P... la somme de 3 000 euros ; Ainsi décidé par la Cour de cassation, chambre sociale, et prononcé par le président en son audience publique du vingt-quatre mai deux mille dix-huit.

MOYENS ANNEXES à la présente décision Moyens produits par la SCP Gatineau et Fattaccini, avocat aux Conseils, pour la société Mahola hôtesses PREMIER MOYEN DE CASSATION IL EST FAIT GRIEF à l'arrêt attaqué d'AVOIR dit que le licenciement de la salariée était sans cause réelle et sérieuse et d'AVOIR en conséquence condamné la société Mahola à verser à Mme D...

P... la somme de 27.000 € à titre de dommages et intérêts pour licenciement abusif, outre une indemnité en application de l'article 700 du Code de procédure civile AUX MOTIFS PROPRES QUE « En droit, l'insuffisance de résultat ne constitue pas en soi une cause réelle et sérieuse de licenciement ; cette insuffisance, pour fonder le licenciement sur une cause réelle et sérieuse doit résulter d'une faute du salarié ou de son incapacité à atteindre les objectifs fixés qui ne sont ni excessifs, ni irréalisables, mais au contraire réalistes.

L'insuffisance professionnelle peut constituer une cause réelle et sérieuse de licenciement lorsqu'elle repose sur des éléments précis, objectifs et imputables au salarié qui perturbent la bonne marche de l'entreprise et qui permettent au juge d'apprécier le caractère réel et sérieux des motifs invoqués par l'employeur en formant sa conviction au vu des éléments fournis par les parties.

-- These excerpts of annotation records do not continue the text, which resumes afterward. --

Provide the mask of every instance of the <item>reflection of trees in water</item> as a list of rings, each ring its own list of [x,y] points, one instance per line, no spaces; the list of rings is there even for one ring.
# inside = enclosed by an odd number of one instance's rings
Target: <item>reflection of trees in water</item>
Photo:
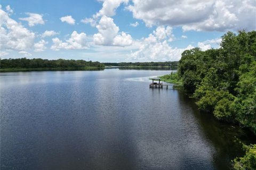
[[[178,98],[181,103],[190,106],[193,117],[214,147],[216,151],[213,158],[218,169],[229,169],[231,160],[244,154],[239,141],[246,144],[255,143],[256,137],[249,130],[220,122],[211,114],[200,112],[195,100],[188,98],[183,92],[179,92]]]
[[[119,70],[176,70],[174,68],[161,67],[120,67]]]

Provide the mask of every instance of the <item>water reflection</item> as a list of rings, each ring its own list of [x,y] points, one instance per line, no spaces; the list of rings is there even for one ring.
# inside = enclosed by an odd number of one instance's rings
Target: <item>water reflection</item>
[[[233,137],[251,138],[181,91],[149,88],[170,72],[1,73],[1,169],[227,169]]]

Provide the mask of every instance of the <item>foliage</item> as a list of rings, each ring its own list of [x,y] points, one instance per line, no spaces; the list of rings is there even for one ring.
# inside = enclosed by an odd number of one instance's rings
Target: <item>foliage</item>
[[[256,134],[256,31],[228,32],[219,49],[198,48],[182,54],[178,70],[185,91],[201,110],[237,122]],[[256,169],[256,145],[245,146],[235,169]]]
[[[246,146],[245,155],[243,157],[236,158],[233,161],[234,168],[236,170],[256,169],[256,144]]]
[[[256,31],[228,32],[220,48],[182,54],[178,70],[200,110],[256,134]]]
[[[1,69],[6,68],[38,69],[38,68],[80,68],[104,67],[104,64],[98,62],[86,62],[84,60],[43,60],[41,58],[3,59],[0,60]]]
[[[135,62],[135,63],[105,63],[105,66],[128,66],[128,67],[168,67],[172,70],[178,68],[178,62]]]
[[[166,74],[159,76],[162,81],[173,83],[177,85],[181,85],[182,82],[181,80],[179,79],[178,73],[175,72],[171,72],[170,74]]]

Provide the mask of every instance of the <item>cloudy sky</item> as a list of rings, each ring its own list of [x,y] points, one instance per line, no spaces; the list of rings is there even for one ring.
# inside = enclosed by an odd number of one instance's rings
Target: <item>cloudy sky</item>
[[[255,0],[2,0],[1,56],[178,61],[255,30]]]

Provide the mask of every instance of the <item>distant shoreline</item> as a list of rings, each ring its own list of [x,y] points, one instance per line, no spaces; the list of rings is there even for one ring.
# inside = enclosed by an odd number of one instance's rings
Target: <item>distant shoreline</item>
[[[1,72],[15,72],[22,71],[97,71],[103,70],[104,67],[85,67],[85,68],[6,68],[1,69]]]

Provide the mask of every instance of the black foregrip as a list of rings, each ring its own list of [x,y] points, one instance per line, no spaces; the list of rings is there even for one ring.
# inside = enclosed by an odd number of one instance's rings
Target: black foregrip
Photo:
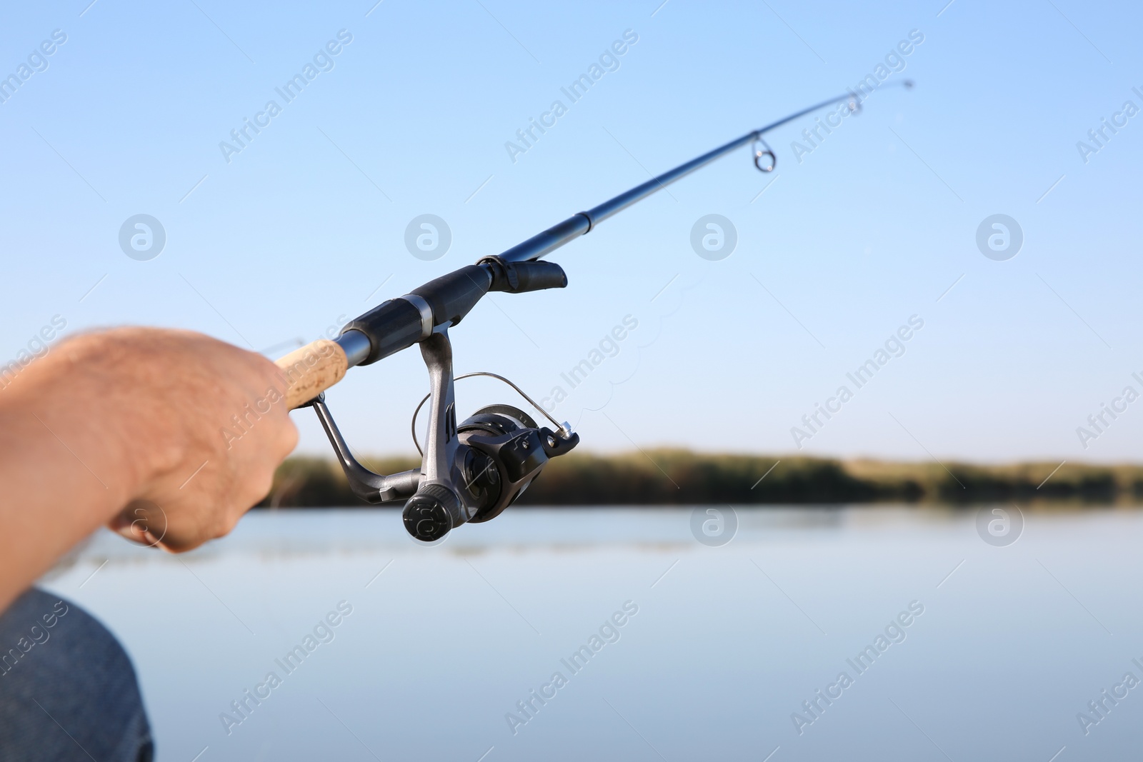
[[[567,274],[554,262],[505,262],[501,257],[485,257],[480,264],[493,273],[489,291],[522,294],[568,284]]]
[[[369,337],[367,366],[410,347],[421,338],[421,311],[405,299],[390,299],[355,318],[342,329],[359,330]]]
[[[541,291],[545,288],[563,288],[568,276],[554,262],[518,262],[513,265],[520,286],[515,292]]]
[[[413,292],[432,307],[433,322],[440,326],[451,321],[455,326],[469,314],[491,286],[491,274],[486,267],[467,265],[447,275],[431,280]]]

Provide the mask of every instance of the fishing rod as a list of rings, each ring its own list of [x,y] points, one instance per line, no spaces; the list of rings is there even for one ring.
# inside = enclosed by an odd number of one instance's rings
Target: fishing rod
[[[905,80],[902,85],[908,88],[912,82]],[[406,500],[402,518],[414,538],[433,543],[463,523],[494,519],[520,497],[551,458],[575,448],[580,435],[502,376],[477,372],[454,378],[448,329],[459,323],[489,291],[523,294],[566,287],[563,268],[554,262],[542,262],[541,257],[590,233],[599,223],[652,193],[746,144],[752,144],[754,167],[764,173],[774,171],[777,157],[762,135],[834,104],[845,104],[849,113],[860,113],[861,102],[858,93],[849,91],[802,109],[573,215],[499,255],[482,257],[474,265],[377,305],[346,323],[336,339],[318,339],[277,361],[286,382],[287,404],[290,409],[312,407],[317,411],[354,495],[374,504]],[[378,474],[353,457],[329,412],[325,391],[339,382],[349,368],[373,364],[414,344],[421,345],[430,380],[429,394],[413,415],[413,440],[422,454],[421,467]],[[457,425],[454,382],[471,376],[504,382],[553,427],[539,426],[527,412],[507,404],[481,408]],[[429,433],[422,450],[416,441],[416,416],[426,401]]]

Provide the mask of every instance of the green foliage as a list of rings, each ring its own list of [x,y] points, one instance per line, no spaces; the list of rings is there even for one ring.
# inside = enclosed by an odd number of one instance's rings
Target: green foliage
[[[778,462],[775,465],[775,462]],[[414,468],[417,458],[373,458],[378,473]],[[519,505],[809,505],[839,503],[1134,504],[1143,502],[1143,466],[1020,463],[892,463],[829,458],[710,455],[649,450],[573,452],[552,460]],[[770,470],[773,466],[773,470]],[[945,468],[948,466],[948,468]],[[762,478],[765,474],[765,479]],[[1048,475],[1050,479],[1047,479]],[[1047,481],[1045,482],[1045,479]],[[761,481],[759,481],[761,480]],[[1041,486],[1042,483],[1042,486]],[[265,507],[366,505],[341,467],[296,457],[278,470]]]

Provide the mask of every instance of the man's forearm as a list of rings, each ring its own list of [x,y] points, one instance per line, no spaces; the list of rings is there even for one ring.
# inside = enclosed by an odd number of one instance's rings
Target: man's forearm
[[[102,524],[174,552],[229,532],[297,443],[283,388],[265,358],[190,331],[88,334],[32,362],[0,390],[0,610]]]
[[[0,392],[0,610],[137,488],[129,420],[93,348],[63,344]]]

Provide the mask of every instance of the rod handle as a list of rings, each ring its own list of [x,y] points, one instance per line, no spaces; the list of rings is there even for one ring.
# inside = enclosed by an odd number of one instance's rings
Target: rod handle
[[[299,408],[345,377],[349,360],[336,342],[319,338],[274,361],[286,386],[288,409]]]

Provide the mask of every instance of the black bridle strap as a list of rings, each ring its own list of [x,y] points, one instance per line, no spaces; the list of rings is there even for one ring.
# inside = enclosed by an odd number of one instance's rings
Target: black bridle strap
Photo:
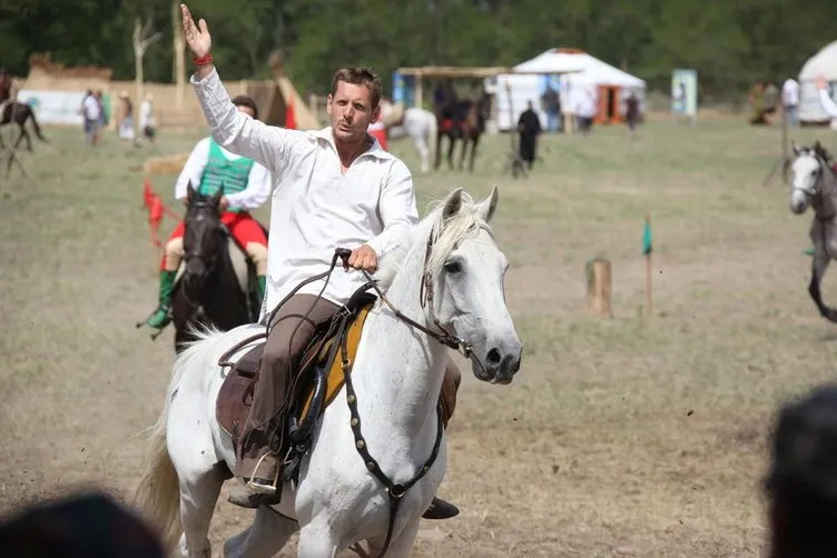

Le contrat à durée indéterminée qui fait la loi des parties, impartit à Mme D...

P... les tâches suivantes, sous l'autorité de Mme Y...

Directrice Générale (DG) : • Développer le secteur commercial de notre offre de services auprès de grands comptes évoluant en milieu aéroportuaire (Aéroports de Paris, compagnie aériennes) ; • Concevoir l'ensemble des offres de services de la phase d'études à la signature définitive des contrats (appels d'offres et dossiers commerciaux classiques) • Analyser les besoins des prospects et clients ; • Concevoir des appels d'offres sur les plans commercial, technique, social et financier ; • Participer au recrutement et à la mise en place de l'équipe en charge de l'exploitation des contrats signés puis en assurer l'encadrement; • Effectuer toute autre mission connexe à ses fonctions qui pourrait être confiée par son supérieur. *Sur les objectifs Il doit être précisé que le secteur d'activité était nouveau pour la société Mahola et très concurrentiel, ce qui explique l'embauche de Mme D...

P... en CDD renouvelé, avant de poursuivre la relation contractuelle en CDI qui démontre la satisfaction de l'employeur.

A supposer que les objectifs fixés à Mme D...

P... le 24 août 2011, qualifiés par celle-ci de très ambitieux dès le 25 août, étaient réalisables, la Cour relève que: - d'une part ces objectifs ont été fixés fin août 2011 pour le second trimestre, ce qui de fait ne laissait que 4 mois pour les atteindre, - d'autre part, l'analyse des pièces produites n'établit pas que la non-atteinte des objectifs résulte d'une insuffisance professionnelle ou d'une faute imputable à la salariée.

Le licenciement ne peut donc être justifié de ce chef. *Sur le client Brink 's Il est constant que ce client a résilié par courrier du 18 octobre 201l, à effet du 27 février 2012, le contrat le liant avec la société Mahola.

La société Brink' s a maintenu cette volonté de résiliation à l'issue d'un rendez-vous avec Mme Y... le 12 janvier 2012, malgré l'engagement de la société Mahola d'améliorer la prestation en mobilisant tous les matins trois agents d'astreintes et un superviseur non oeuvrant et non facturé, en lui faisant les reproches suivants: "Les prestations de juillet et août 2011 sur lesquelles ils ont eu une pénalité de 10. 000€ de la part de la Société Aéroport de Paris.